The conductor losses in different metallization compounds were evaluated. The surface roughness values of the LDS metallization may lead to the assumption that the roughness will cause high conductor losses. A detailed mechanical surface evaluation together with different field simulations showed that the laser structuring causes a grooved surface that has only a slight impact on the resulting RF losses. Measurement of the insertion loss of LDS manufactured CPW structures compared to typical rolled copper metallization on an RF laminate verified these results. The metallized surfaces were evaluated for structuring with different laser angles. In that way, the results are adaptable to 3D fabrication, even though the test samples were planar, due to limitations in the measurement setup.

LDS fabrication is suitable for RF applications in the mmWave range.

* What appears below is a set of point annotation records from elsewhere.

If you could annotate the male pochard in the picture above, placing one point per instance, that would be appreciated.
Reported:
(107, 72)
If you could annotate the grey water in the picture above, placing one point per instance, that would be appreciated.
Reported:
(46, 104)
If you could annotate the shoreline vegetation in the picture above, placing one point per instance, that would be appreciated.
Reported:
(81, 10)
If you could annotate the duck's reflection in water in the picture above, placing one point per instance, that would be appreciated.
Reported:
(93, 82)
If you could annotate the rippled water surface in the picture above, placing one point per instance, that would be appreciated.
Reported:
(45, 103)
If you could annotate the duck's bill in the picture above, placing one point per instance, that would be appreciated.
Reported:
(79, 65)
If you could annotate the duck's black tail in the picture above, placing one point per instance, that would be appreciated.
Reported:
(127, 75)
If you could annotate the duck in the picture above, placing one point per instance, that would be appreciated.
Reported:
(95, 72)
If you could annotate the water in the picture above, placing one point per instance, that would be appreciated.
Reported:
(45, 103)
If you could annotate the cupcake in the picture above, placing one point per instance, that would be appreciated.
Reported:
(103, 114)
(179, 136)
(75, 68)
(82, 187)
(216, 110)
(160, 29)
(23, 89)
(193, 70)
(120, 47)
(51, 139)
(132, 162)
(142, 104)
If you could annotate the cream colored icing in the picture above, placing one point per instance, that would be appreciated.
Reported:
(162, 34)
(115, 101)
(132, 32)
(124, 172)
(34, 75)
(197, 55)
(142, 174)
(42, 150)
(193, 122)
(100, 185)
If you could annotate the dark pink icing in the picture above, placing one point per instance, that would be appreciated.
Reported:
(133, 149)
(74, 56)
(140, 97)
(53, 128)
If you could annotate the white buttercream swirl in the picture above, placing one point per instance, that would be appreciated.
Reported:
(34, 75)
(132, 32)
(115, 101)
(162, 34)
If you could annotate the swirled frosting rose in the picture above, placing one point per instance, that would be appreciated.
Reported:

The evaluated data of the frequency related losses and the available design scope show that 3D LDS technology is a good solution for fabricating RF devices, helping to meet future challenges.

References

  1. N. Heininger, “3D LDS Components for New Production Opportunities,” Microwave Journal, Vol. 55, No. 2, February 2012.
  2. LPKF Laser & Electronics AG, “A Shortcut to 3D-MID Prototypes,” Microwave Journal, Vol. 56, No. 11, November 2013.
  3. www.damaskosinc.com/cavitiy.htm, 2016.
  4. P. G. Huray, “The Foundations of Signal Integrity,” New York, NY, USA: Wiley, 2009, Ch. 6, pp. 216–277.
  5. S. Hall, S. G. Pytel, P. G. Huray, D. Hua, A. Moonshiram, G. A. Brist and E. Sijercic, “Multigigahertz Causal Transmission Line Modeling Methodology Using a 3-D Hemispherical Surface Roughness Approach,” IEEE Transactions on Microwave Theory and Techniques, Vol. 55, No. 12, pp. 2614–2624, December 2007.
  6. R. B. Marks, “A Multiline Method of Network Analyzer Calibration,” IEEE Transactions on Microwave Theory and Techniques,Vol. 39, pp. 1205–1215, July 1991.